Ok boss, nda usah kuatir dengan FZ cs, mereka itu cuma angin sepoi-sepoi. Tiga hari lagi dan lima tahun ke depan kita selesaikan urusan dengan mereka
satu persatu.

***************************************************

Benar kata Bang Andi. Saat ini orang tidak lagi mempersoalkan  ideologi. Yang penting saya bisa makan,  kebutuhan saya terpenuhi. Sudah jarang di negeri ini orang yang rela mati demi ideologi. Buat apa mempertahankan ideologi jika kehidupan melarat? Pancasila cukuplah dibahas dalam seminar-seminar di gedung-gedung mewah oleh para akademisi.
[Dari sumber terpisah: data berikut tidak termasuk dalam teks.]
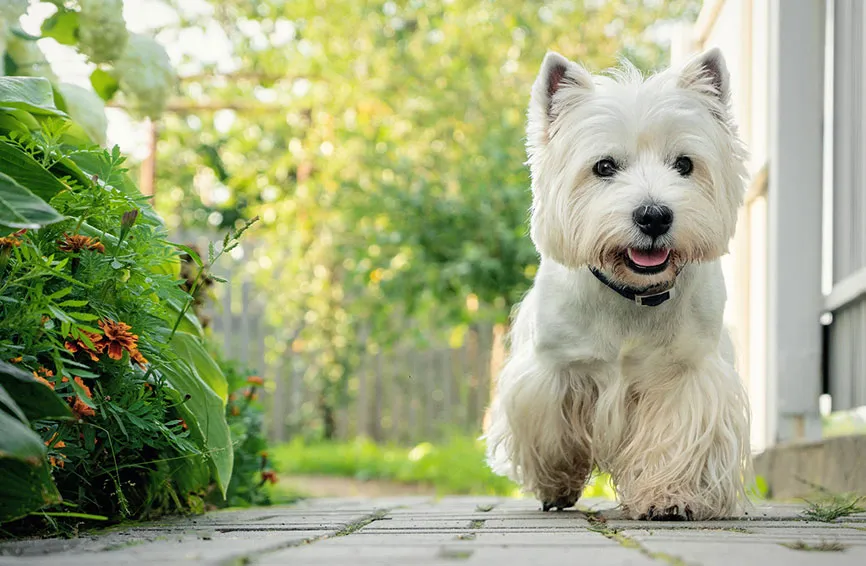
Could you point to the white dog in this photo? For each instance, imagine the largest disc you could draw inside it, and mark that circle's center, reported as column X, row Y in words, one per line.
column 618, row 356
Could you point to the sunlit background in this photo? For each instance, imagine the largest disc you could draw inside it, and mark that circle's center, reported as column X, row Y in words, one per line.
column 381, row 145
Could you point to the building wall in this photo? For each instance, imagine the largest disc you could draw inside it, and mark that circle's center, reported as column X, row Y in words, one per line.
column 740, row 29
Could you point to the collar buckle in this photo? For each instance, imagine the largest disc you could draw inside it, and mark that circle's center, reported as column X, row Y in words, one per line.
column 654, row 299
column 643, row 300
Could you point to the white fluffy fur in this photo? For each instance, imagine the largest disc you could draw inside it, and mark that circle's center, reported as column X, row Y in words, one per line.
column 648, row 394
Cukuplah menjadi simbol negara yang tampak gagah dipajang di dalam konstitusi. Tapi bagi masyarakat wacana-wacana tentang Pancasila hanyalah omong kosong belaka. Orang lebih butuh Blackberry, biar tiap saat bisa facebook-an.
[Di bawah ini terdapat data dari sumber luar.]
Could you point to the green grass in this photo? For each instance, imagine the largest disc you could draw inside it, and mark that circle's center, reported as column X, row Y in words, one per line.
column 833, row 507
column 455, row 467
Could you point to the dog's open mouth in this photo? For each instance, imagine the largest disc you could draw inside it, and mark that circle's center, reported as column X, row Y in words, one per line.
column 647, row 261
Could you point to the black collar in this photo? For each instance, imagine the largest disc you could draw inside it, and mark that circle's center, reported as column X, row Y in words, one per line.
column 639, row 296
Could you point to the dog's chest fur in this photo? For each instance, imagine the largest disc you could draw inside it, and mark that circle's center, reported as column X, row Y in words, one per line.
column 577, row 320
Hari ini sudah usang membicarakan harga diri bangsa. Jika, kemarin2 banyak orang yang marah karena ulah Pangeran Kelantan terhadap Manohara, itu hanya ekspresi emosi sesaat dan imbas dari masyarakat tidak mau, seorang yang layak menjadi IDOL seperti Manohara diperlakukan secara tidak baik oleh orang Malaysia. Cuma itu saja. Bukan karena rasa kecemburuan dan kemarahan yang timbul dari sikap cinta bangsa – bela negara.

Jika besok BBM jadi dinaikan, mahasiswa tidak usah marah dan turun ke jalan. Karena rakyat sudah dengan sadar bisa menerima semua kebijakan dari Pak SBY yang begitu dicintai rakyat. Tidak valid jika anda menjustifikasi perjuangan anda demi rakyat. Karena rakyat sudah rela untuk dibujuk dengan BLT dan bantuan tunai ratusan ribu lainnya. So, sekarang lebih baik belajar baik2. Biar anda bisa jadi pejabat dengan gaji puluhan/ratusan juta. Atau jadi pekerja hebat di perusahaan besar dengan gaji yang bisa menyelamatkan kesejahteraan anda dan keluarga sampai beberapa keturunan.

Jadi, terimalah takdir bahwa hari ini lebih 50% rakyat memilih SBY-Boediono. Mau apalagi?????